Léa valange,
médecin généraliste
À toi ma jumelle, ces quelques lignes. À toi ma jumelle handicapée mentale. À notre histoire qui m’a menée vers des chemins de résistance, mon ordinaire si extraordinaire.
Du fond de mes tripes, je n’ai pas vu notre différence. Tu as été scolarisée en maternelle avec moi qu’on venait chercher dès que tu sortais du cadre, autant dire : tout le temps... et puis, un jour au nom du soin, tu es partie en hôpital psy et je devais te regarder derrière la vitre : « un enfant n’entre pas dans le service » au nom du soin... Pourtant toi, tu y étais.
J’ai grandi révoltée : ma jumelle n’est pas regardée comme moi, par les autres : soit trop protégée, soit délaissée... pas de juste place : celle de vivre tout simplement. Et puis, le plus souvent la gêne, les regards surtout. Adolescente : écorchée, j’étais décrite. Et pourtant, je rêvais simplement qu’une personne me parle de toi en tant que personne : « Elle aime quoi dans la vie ? » Ce miracle a eu lieu : un soulagement un soir d’été, adolescente, par une personne attentive.
Et puis, cette recommandation reçue sur une place de village par une dame qui t’avait regardée avec insistance. Je m’apprêtais à la « tuer » verbalement. Et voilà qu’elle me dit : « C’est votre vraie jumelle ? » Je ne réponds pas, surprise. Elle : « Parce que si c’est le cas, ne faite pas comme moi : cessez de culpabiliser. Je viens de réaliser le mensonge qui m’a été dit pendant 45 ans par les psy. » Pas de chance pour le corps médical, mais je n’ai pas pris la culpabilité : de quoi pouvais-je être responsable ? D’être née d’un même œuf, un même jour : un peu de modestie ! Et oui madame, merci de votre conseil : mais j’ai résisté enfant au médecin en blouse blanche qui me disait « sa sœur malade, la jumelle en a sa part de responsabilité » en me posant la main sur la tête.
Et voilà, que je réalise mon BAFA spécialité handicap. Double message : « Avec ton expérience, tu ne dois pas t’occuper du monde du handicap » et dans le même entretien « Par contre, tu es l’une de nos stagiaires les plus intéressantes, nous pouvons te recontacter ? ». J’ai choisi d’en rire et j’ai été animatrice puis directrice de camps pour personnes handicapées, à chaque fois félicitée pour ma rigueur dans un gant de douceur.
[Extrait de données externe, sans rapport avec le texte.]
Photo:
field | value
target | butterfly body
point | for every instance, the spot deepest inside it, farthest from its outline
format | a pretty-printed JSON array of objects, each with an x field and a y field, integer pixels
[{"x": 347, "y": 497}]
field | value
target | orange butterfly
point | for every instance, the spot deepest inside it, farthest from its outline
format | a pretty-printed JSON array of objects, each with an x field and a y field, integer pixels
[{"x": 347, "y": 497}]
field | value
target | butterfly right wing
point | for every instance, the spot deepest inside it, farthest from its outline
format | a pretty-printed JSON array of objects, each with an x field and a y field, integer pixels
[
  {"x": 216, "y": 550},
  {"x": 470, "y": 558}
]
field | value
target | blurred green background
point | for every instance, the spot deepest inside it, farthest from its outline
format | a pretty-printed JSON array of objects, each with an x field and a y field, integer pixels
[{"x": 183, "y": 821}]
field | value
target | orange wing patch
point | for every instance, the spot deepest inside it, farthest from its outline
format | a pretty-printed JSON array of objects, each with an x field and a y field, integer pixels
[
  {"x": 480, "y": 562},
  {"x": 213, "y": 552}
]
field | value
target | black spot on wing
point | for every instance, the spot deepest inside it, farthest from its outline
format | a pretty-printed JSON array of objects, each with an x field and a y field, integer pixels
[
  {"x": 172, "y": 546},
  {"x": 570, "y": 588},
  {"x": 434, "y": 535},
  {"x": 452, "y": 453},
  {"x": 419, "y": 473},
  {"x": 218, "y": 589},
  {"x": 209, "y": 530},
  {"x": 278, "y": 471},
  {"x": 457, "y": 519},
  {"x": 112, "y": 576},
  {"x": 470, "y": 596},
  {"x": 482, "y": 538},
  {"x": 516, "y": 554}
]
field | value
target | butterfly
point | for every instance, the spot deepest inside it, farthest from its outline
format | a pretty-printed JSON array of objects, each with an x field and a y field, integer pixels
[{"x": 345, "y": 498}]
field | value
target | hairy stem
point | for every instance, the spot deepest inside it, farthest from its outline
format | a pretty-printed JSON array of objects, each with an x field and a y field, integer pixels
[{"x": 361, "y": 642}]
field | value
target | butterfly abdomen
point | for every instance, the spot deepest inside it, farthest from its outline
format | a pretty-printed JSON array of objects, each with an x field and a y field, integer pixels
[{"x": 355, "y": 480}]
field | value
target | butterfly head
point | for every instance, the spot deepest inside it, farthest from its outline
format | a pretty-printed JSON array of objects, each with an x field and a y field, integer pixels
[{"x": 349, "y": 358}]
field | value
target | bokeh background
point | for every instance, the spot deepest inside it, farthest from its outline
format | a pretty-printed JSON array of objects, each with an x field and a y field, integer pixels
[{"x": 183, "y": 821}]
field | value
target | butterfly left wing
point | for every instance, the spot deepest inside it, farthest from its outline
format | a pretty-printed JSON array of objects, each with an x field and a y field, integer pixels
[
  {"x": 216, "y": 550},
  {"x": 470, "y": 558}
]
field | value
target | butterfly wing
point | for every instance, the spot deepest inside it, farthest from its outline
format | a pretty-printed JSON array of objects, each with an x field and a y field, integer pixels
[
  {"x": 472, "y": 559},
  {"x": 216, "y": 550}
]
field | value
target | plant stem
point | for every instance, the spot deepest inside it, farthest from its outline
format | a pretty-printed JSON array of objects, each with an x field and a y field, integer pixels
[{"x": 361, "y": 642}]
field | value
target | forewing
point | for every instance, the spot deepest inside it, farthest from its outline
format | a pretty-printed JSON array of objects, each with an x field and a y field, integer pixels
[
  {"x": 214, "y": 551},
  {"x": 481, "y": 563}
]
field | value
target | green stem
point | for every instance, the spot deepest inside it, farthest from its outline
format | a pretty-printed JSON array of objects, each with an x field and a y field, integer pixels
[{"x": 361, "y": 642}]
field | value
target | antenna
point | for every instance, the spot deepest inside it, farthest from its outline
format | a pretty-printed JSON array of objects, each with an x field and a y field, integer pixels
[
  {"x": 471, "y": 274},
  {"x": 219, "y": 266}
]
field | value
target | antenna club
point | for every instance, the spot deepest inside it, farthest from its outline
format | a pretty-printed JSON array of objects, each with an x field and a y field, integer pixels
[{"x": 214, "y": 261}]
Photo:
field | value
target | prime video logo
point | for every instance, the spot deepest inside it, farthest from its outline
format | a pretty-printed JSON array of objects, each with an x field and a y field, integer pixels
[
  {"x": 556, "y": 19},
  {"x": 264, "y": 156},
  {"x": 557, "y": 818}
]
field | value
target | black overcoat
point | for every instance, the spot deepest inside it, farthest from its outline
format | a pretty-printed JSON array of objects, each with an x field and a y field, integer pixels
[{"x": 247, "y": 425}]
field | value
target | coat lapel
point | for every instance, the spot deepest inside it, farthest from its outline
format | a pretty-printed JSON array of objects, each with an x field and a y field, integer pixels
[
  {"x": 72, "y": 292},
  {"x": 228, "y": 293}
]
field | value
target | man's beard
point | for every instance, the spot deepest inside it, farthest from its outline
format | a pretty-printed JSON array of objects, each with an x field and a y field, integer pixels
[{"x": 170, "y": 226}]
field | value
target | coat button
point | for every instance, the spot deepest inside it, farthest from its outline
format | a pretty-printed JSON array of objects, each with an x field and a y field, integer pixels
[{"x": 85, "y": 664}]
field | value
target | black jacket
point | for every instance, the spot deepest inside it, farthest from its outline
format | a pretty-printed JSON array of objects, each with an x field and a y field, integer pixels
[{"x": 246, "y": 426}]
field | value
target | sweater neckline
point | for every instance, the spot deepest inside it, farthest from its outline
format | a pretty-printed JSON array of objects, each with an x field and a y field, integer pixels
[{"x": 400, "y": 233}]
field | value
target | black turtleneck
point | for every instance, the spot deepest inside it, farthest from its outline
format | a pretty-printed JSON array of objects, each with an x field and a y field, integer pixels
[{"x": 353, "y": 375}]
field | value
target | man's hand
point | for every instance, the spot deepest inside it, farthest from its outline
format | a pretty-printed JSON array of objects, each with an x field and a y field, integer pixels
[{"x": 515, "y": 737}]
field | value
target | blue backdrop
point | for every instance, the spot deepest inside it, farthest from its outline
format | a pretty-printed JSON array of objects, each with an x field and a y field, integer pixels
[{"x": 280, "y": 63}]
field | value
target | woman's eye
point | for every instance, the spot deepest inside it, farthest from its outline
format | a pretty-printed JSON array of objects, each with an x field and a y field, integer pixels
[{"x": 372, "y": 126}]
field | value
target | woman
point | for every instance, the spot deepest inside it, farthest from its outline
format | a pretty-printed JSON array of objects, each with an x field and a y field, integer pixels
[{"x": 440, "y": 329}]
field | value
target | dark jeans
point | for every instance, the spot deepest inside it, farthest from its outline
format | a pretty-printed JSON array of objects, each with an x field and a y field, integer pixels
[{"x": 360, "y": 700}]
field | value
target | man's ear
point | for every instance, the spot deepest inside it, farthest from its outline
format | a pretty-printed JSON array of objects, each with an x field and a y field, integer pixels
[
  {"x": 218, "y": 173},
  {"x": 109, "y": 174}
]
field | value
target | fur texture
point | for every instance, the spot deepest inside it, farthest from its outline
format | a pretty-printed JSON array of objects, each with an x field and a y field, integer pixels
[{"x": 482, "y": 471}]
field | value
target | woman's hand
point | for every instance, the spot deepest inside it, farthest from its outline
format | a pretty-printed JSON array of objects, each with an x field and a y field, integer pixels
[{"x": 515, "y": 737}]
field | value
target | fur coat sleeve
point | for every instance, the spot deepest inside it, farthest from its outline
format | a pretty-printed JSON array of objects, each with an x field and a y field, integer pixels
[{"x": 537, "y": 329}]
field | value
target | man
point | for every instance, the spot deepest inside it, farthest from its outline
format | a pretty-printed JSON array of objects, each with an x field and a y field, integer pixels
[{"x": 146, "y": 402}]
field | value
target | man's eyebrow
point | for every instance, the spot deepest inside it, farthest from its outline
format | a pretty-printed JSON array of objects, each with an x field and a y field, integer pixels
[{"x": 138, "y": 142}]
Et voilà que je deviens étudiante en médecine ; que les patients me disent : « C’est pas possible, vous changerez quand vous serez docteur ».
Et voilà que je suis médecin et que je n’ai pas changé. Que les patients s’étonnent de ma compréhension, de mes conseils justes (parce que vécus). Parce que j’ai cheminé, réparé, je suis juste à la bonne place et ils ne savent rien de mon parcours.
Puis nous avons vécu les attouchements sur toi dans ton établissement. Le personnel de nous dire que nous nions ta sexualité : pas besoin de te protéger. Sauf que t’es devenue agressive sur toi... En tant que médecin, j’ai pu recadrer et rappeler au personnel des bases théoriques essentielles : ne pas projeter ses fantasmes sur une personne qui n’est pas à ce stade de développement : tel l’enfant de deux ans qui serait responsable des attouchements qu’il subit. Tristes familles qui n’ont pas la protection de mon métier pour faire face à la violence institutionnelle. Le travail personnel est indispensable pour ne pas tout mélanger, pour être ouvert et en paix. Être soignant nécessite d’abord une observation de ce qui est, une prise de recul avec ses croyances, ses jugements.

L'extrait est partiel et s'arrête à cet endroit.